Investing in mutual funds is a smart and organized approach to managing money. Anyone and everyone interested in Personal Finance needs to know about Mutual Funds. A Mutual Fund essentially collects money from retail & institutional investors to invest in a combination of debt and/or equity paper. The Mutual fund is managed by a fund manager. A Fund manager is professionally qualified who strives to generate the best possible "risk adjusted return ". A fund manager is assisted by a team of experienced & well-qualified research analysts. A fund manager may manage several schemes at a time. The entity employing the Fund manager is called the Asset Management Company (AMC) or the Fund house. In India, the AMC has to be a trust.
History of Mutual Funds
Mutual Funds was first Introduced in the year 1963, in the form of UTI, by an act of parliament called the UTI Act. Today, Mutual Funds have come a long way. It was in the year 1994-95 that private sector Mutual Funds, with the same tax benefits, were allowed. SEBI (Securities and Exchange Board of India) was established in the year 1992 and came out with the first set of regulations (for Mutual Funds) in the year 1996. Today we have 41 Asset management companies and combined assets under management of over 20 lac Crore.
Role of Mutual Funds
- To provide safe and decent real returns to the investing community.
- To assist in capital Formation in the economy.
- Investing in various Debt and equity paper of Government and quasi-government (PSU) body corporates and Banks.
- Assists large scale corporates to deploy large sums of money for a very short period of time, from a few days to few weeks.
- To provide alternate route of investments to retail, HNI's and corporates.
Future of Mutual Funds
The Mutual fund industry has an immense potential for growth. Currently 41 AMC's manage over 20 lac crore of investors wealth. Assets under management (AUM) as a %age of GDP at 7%, is extremely low in India. In Developed countries, this ratio is very high. It is 91 %( US), 51 %( UK) and 114 %( Australia). Similarly, household penetration of Mutual Funds in India is abysmally low at 5%. Whereas this is over 55% in countries like the US. We at Ideas 2Invest expect a high double digit incremental growth of Mutual Funds in India for at least another 15-20 years.
Advantages of mutual funds
- Highly regulated sector.
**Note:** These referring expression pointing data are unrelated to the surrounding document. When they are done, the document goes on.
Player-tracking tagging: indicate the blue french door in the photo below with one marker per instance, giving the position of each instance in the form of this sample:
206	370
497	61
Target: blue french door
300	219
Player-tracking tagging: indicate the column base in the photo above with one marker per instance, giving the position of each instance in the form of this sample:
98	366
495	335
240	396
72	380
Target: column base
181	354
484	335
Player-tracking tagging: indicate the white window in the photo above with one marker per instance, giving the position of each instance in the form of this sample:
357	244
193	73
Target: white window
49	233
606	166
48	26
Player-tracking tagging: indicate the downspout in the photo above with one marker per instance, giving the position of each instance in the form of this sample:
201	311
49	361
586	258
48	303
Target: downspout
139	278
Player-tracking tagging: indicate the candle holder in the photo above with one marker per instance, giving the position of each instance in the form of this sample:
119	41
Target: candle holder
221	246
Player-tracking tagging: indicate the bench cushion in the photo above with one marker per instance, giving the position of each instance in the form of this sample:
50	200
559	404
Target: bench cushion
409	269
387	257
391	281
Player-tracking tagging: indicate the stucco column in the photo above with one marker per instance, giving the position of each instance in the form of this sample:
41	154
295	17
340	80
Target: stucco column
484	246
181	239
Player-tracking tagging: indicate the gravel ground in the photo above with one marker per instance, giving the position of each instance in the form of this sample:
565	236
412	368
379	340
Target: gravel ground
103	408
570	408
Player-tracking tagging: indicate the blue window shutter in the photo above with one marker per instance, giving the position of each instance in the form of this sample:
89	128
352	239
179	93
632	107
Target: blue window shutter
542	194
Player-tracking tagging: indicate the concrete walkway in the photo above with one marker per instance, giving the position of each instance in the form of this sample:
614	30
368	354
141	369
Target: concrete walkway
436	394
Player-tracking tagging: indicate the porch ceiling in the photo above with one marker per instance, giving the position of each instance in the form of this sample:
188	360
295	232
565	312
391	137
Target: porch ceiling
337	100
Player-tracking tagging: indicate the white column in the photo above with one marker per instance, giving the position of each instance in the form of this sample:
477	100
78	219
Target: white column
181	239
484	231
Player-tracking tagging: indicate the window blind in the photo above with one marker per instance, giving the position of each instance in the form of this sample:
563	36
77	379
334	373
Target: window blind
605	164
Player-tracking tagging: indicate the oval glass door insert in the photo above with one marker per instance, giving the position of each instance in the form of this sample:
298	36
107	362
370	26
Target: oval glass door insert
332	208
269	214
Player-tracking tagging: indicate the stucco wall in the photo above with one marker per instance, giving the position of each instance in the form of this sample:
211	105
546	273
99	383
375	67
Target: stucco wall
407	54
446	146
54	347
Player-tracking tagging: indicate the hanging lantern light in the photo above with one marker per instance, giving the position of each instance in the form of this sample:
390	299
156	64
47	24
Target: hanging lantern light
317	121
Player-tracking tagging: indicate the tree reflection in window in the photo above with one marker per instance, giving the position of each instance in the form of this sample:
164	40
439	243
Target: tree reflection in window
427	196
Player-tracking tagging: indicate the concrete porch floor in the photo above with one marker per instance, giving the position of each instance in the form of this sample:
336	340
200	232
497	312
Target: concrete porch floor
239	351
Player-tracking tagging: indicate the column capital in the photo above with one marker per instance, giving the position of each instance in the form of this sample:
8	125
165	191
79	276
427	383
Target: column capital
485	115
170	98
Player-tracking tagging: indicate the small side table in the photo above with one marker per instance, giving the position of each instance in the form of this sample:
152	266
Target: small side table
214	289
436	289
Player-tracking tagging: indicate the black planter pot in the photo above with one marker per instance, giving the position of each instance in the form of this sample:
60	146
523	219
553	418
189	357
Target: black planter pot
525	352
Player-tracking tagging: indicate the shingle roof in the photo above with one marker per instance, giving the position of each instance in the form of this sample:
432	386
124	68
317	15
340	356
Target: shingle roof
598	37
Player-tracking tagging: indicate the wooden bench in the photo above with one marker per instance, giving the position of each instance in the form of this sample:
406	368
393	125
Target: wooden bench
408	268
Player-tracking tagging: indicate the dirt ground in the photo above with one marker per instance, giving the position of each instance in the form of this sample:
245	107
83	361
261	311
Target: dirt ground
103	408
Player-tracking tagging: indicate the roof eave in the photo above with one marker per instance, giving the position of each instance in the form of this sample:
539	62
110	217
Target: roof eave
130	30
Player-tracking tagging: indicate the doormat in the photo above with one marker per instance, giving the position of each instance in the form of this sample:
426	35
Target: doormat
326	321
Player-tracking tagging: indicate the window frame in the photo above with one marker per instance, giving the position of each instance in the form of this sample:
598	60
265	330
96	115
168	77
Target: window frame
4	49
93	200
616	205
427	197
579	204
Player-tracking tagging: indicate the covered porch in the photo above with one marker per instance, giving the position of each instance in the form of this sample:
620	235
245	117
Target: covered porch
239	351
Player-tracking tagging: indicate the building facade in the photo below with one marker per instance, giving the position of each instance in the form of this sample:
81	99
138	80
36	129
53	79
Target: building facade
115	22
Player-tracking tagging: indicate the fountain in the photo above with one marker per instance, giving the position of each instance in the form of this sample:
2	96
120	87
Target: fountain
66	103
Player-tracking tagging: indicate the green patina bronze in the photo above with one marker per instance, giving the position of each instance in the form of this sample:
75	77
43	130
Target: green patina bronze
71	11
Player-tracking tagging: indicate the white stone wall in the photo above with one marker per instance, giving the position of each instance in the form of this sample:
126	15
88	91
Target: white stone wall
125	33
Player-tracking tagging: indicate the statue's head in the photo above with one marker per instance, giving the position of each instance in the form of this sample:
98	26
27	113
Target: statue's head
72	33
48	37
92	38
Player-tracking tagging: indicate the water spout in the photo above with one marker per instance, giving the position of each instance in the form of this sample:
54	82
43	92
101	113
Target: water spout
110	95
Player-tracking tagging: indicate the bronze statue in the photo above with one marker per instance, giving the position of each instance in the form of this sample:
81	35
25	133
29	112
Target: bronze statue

SEBI guidelines and regulations provide transparency and liquidity.
- Small investments of just Rs. 500 every month in mutual funds can generate wealth amazing wealth.
- Investor protection and education of retail investors are overseen by Securities and Exchange Board of India (SEBI)
- Under sec 80CC of IT, Act ELSS (certain tax saving Mutual Funds) enable investors to save tax.
- Several risk mitigation tools like STP, SIP, SWP, Balanced Funds etc are at the disposal of investors.
- Availability of relevant information and negligible paperwork makes investors at ease.
Why Retail masses, have stayed away from Mutual Funds?
- Mutual funds are considered to be risky.
- Retail investors enter equity Mutual Funds when the investment cycle has peaked. Losing a lot of hard earned money in the following correction or downturn.
- Risk averse investors Panic with minor fluctuations & exit in a hurry.
- Incompetent mutual fund advisors not able to judge the risk appetite of the investors.
- Incomplete or no financial literacy.
- SIP and STP are not adequately advised as risk mitigation tools.